Wilf Ndidi smashed in the opener just a few minutes in, with James Maddison hitting  the bar from distance before side-footing home Leicester’s second soon after.

READ MORE: Premier League fixtures and table - all matches by date and kick-off time

Chelsea had a handful of openings, but it was the Foxes who were the more dangerous team throughout and their 12th victory of the campaign is the most in the top flight - as is their points haul. Here are five things we learned from the game.

Take the lead, hold the lead

A total of 10 times this season, Leicester have scored first in matches - and, on all 10 occasions, they have gone on to win the match.

Given the inconsistencies on show from some at the top of late, and the points dropped from winning positions from the likes of Spurs in recent weeks after sitting off, this record is testament to both the team mentality and Brendan Rodgers’ tactics.

They are latest league leaders in a division which has had a rotating cast at the top, and it may well only be for 24 hours, but a Champions League place for next season is absolutely within the reach of the Foxes this term - and, unlike last year, there’s little reason to think that a mental fragility will impact them in the latter stages of the campaign.

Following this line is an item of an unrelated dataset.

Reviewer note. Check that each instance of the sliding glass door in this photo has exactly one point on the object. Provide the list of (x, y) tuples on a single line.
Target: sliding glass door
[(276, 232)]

Another full-back makes the case

James Justin was, again, excellent - as he has been most of the season.

If he can maintain his place in the team, now that Ricardo Pereira is back to fitness, and his form, his timing might be impeccable.

Much has been made of the number of right-backs England have, but Justin can play both sides of defence - and the right-sided options have been less-than-stellar of late.

Trent Alexander-Arnold lacks form, Aaron Wan-Bissaka’s performances have been extremely hit-and-miss, Kieran Trippier faces a worldwide suspension and Kyle Walker has been in and out of fashion. Justin might just prove an invaluably versatile, and reliable, pick for the European Championships.

Leicester celebrate scoring (POOL/AFP via Getty Images)

Maddison shows up big signings

Attacking midfielders are in the team for a variety of reasons, but Leicester’s Maddison can do the whole lot.

Finding spaces, taking the ball on the turn, fashioning chances for his team or taking them himself - he was excellent again here at all those offensive-minded requests from the manager, without lacking any of the defensive work rate required.

He did, in effect, put to shame the job done by the likes of Kai Havertz and Mason Mount, who seem to have no real clue as to their off-the-ball job at times and certainly don’t have the solidity about their team shape that Leicester’s midfield zone does.

Lampard’s switches

Another game, another glut of changes. The switch on the right side of defence across the last two matches has seen Chelsea go from Azpilicueta and Zouma, to James and Rudiger.

Both the latter were slow and reactive against the Foxes, not at all up to speed against their opponents and showing a lack of understanding as to the marking jobs of each, particularly from crosses coming from the opposite side.

Considering Kurt Zouma’s form this term, the central change in particular is a strange one.

In attack, the same could be said at times: are they tactical changes, alterations based on form, or just to offer fresh legs and to see who stars and creates the victory? It feels like the latter at times and certainly hasn’t had the desired impact.

Wilfred Ndidi opens the scoring (Getty Images)

Top…and top four

Who is going for what, here?! Chelsea were seen as certs for at least fourth this season, yet now lie eighth in the table at the halfway point of the season for the Blues.

West Ham and Everton are both above them, while Leicester are top - they won’t speak publicly about title ambitions, but in a campaign of strange results and inconsistency, they might just allow themselves to dream of a repeat of 2016.

Chelsea have a lot of work to do to get anywhere close. It’s five points between themselves and fourth, but that could increase by a significant amount once all teams have reached the 19-game mark too.

The pressure on Frank Lampard continues to grow.